Phonics
“Once you learn to read, you will be forever free.” — Frederick Douglass
At WHPS we use Essential Letters and Sounds (ELS) as our phonics program.
We believe that reading is the bedrock for all academic learning, and a vital skill for ongoing achievement, fulfilment and communication. Therefore, it is imperative that children are given the best start in their reading journey, which we deliver through our phonics teaching.
Essential Letters and Sounds is a DfE approved systematic synthetic phonics programme which is designed to teach children how to read through the act of decoding and blending.

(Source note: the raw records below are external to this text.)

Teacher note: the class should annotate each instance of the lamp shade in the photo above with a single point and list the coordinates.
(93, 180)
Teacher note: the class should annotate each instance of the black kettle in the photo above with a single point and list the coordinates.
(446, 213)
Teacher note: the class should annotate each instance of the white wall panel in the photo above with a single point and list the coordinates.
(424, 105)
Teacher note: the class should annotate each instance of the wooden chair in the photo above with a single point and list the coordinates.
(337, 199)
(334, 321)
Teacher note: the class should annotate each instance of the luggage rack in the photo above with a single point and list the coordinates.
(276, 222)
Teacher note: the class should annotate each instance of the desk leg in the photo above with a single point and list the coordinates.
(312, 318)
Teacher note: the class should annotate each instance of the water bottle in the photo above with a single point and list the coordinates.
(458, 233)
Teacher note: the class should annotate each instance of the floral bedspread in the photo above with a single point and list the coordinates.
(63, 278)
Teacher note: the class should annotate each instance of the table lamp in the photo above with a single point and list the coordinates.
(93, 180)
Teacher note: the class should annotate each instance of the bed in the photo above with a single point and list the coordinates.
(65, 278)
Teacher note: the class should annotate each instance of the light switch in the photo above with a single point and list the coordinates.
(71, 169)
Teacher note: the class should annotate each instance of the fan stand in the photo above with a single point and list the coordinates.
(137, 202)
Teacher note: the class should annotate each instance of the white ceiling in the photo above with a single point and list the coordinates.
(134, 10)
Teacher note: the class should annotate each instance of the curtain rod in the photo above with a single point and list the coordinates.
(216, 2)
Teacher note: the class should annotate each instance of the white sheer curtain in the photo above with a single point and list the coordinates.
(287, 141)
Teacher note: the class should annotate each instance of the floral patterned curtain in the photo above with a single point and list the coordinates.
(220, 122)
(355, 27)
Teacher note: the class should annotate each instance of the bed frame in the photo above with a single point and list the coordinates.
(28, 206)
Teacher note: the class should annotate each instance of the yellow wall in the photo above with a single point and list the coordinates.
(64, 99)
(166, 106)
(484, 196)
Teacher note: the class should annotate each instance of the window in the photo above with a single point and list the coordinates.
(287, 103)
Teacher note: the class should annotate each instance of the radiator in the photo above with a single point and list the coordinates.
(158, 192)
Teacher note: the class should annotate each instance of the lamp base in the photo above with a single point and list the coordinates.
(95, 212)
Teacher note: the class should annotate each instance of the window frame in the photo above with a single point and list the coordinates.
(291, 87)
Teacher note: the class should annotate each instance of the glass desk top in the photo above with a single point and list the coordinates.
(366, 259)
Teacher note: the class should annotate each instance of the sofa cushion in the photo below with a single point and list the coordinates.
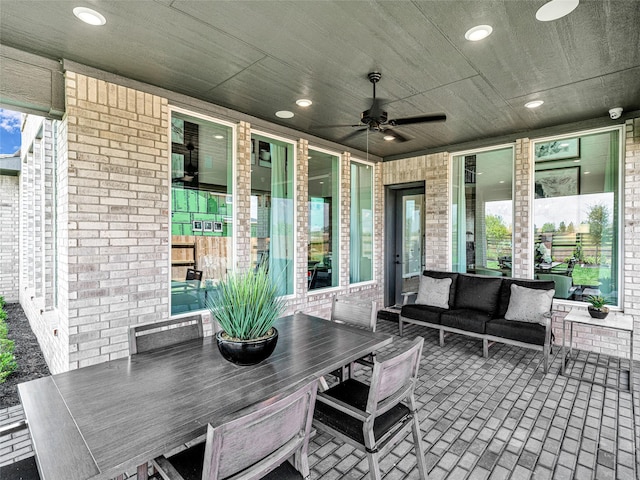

Essential Letters and Sounds
Essential Letters and Sounds (ELS) is our chosen Phonics programme. The aim of ELS is ‘Getting all children to read well, quickly’. It teaches children to read by identifying the phonemes (the smallest unit of sound) and graphemes (the written version of the sound) within words and using these to read words.
Children begin learning Phonics at the very beginning of Reception and it is explicitly taught every day during a dedicated slot on the timetable. Children are given the knowledge and the skills to then apply this independently.
We teach children to:
• Decode (read) by identifying each sound within a word and blending them together to read fluently
• Encode (write) by segmenting each sound to write words accurately.
The structure of ELS lessons allows children to know what is coming next, what they need to do, and how to achieve success. This makes it easier for children to learn the GPCs we are teaching (the alphabetic code) and how to apply this when reading.
ELS is designed on the principle that children should ‘keep up’ rather than ‘catch up’. Since interventions are delivered within the lesson by the teacher, any child who is struggling with the new knowledge can be immediately targeted with appropriate support. Where further support is required, 1:1 interventions are used where needed. These interventions are short, specific and effective.
Supporting Reading at Home
We only use pure sounds when decoding words (no ‘uh’ after the sound)
We want children to practise reading their book 4 times across the week working on these skills:
Decode – sounding out and blending to read the word.
Fluency – reading words with less obvious decoding.
Expression – using intonation and expression to bring the text to life!
We must use pure sounds when we are pronouncing the sounds and supporting children in reading words. If we mispronounce these sounds, we will make reading harder for our children.